Massimiliano Ursino pestato a Palermo. Testimone: “In 5 lo hanno braccato all’uscita del supermercato”

di redazione Blitz
Pubblicato il 21 febbraio 2018 14:22 | Ultimo aggiornamento: 21 febbraio 2018 14:22
Massimimiliano Ursino pestato a Palermo. Testimone: "In 5 lo hanno braccato all'uscita del supermercato"

Massimimiliano Ursino pestato a Palermo. Testimone: “In 5 lo hanno braccato all’uscita del supermercato”

PALERMO – E’ stato braccato all’uscita del supermercato Massimiliano Ursino, il dirigente di Forza Nuova pestato martedì sera a Palermo da un gruppo di estremisti antifascisti. Lo ha raccontato Elisabetta Alaimo, figlia del titolare del supermercato Maddalena, in via Dante, dove Ursino era entrato a fare la spesa. La donna ha assistito al pestaggio e ha raccontato: “Massimo Ursino era entrato nel nostro supermercato per fare la spesa. Non appena è uscito è stato aggredito da cinque o sei ragazzi”.

“Lo hanno bloccato mentre aveva ancora in mano il sacchetto della spesa – aggiunge – e lo hanno legato. Poi hanno visto un metronotte e sono fuggiti verso il Politeama”. Massimo Ursino, dopo essere stato medicato in ospedale, è uscito dal Pronto Soccorso accompagnato dalla moglie cercando di evitare i giornalisti.

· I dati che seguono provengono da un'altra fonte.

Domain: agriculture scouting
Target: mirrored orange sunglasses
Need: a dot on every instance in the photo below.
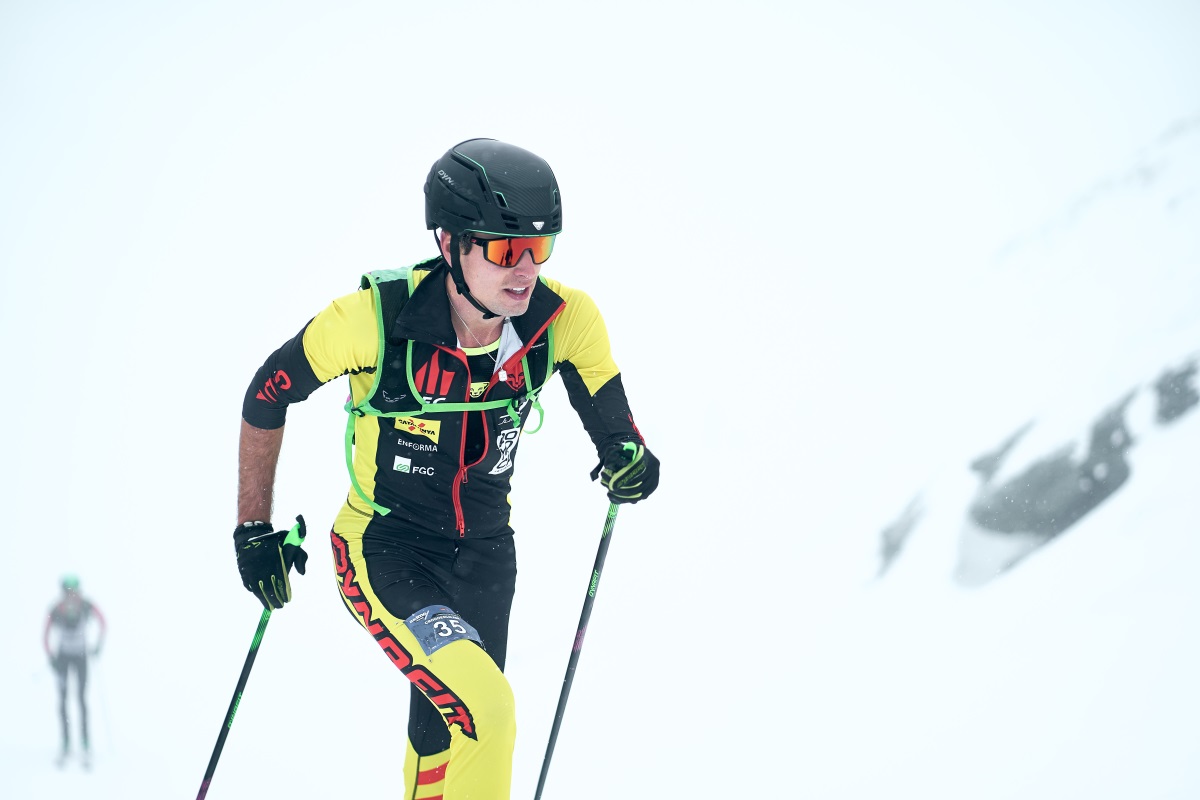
(507, 252)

Fino ad ora non ha rilasciato alcuna dichiarazione sull’aggressione.

Intanto la Digos ha già fermato cinque persone sospettate di aver preso parte al pestaggio. In questo momento si trovano in Questura; la loro posizione è al vaglio degli inquirenti. La polizia sarebbe arrivata ai presunti responsabili, legati alla “sinistra antagonista”, esaminando le immagini di alcune telecamere della zona. Questa mattina sono stati perquisiti i locali dello studentato “Malarazza” di via Cavour.

L’aggressione – Ursino è stato imbavagliato, legato con del nastro adesivo e malmenato in pieno centro – è stata rivendicata con una email inviata ad alcuni organi di informazione insieme al video del pestaggio realizzato da una ragazza del “commando” con uno smartphone. Nel video si sente la voce della giovane che ripete “è uno scherzo” e i lamenti della vittima.

Il raid punitivo sarebbe una vendetta per i precedenti di Ursino che fu arrestato a luglio 2006 per aver rapinato e picchiato due immigrati del Bangladesh nel centro di Palermo di fronte al teatro Massimo. Dopo aver subito la rapina, una borsa e articoli di bigiotteria, le due vittime avrebbero inseguito Ursino e due suoi complici (anche loro di Forza nuova) ma questi avrebbero tirato fuori delle spranghe e picchiato a sangue gli immigrati. Ursino venne condannato in primo grado a due anni e mezzo di carcere.

Quello non fu l’unico episodio violento e a sfondo razzista a cui Ursino avrebbe partecipato. Nel giugno 2005, sempre con altri due complici, aggredì con pugni e bastonate un nigeriano e un altro giovane originario di Siracusa in via Candelai, sempre nel centro di Palermo. I tre vennero rinviati a giudizio per lesioni aggravate per aver agito in base a ”motivi razziali”. Il dirigente di Forza Nuova nel 2008 partecipò inoltre al confezionamento e alla spedizione dei pacchi choc, inviati a varie redazioni giornalistiche, contenenti una bambola sporcata con sangue e interiora di animale per la campagna di Forza Nuova contro la legge 194.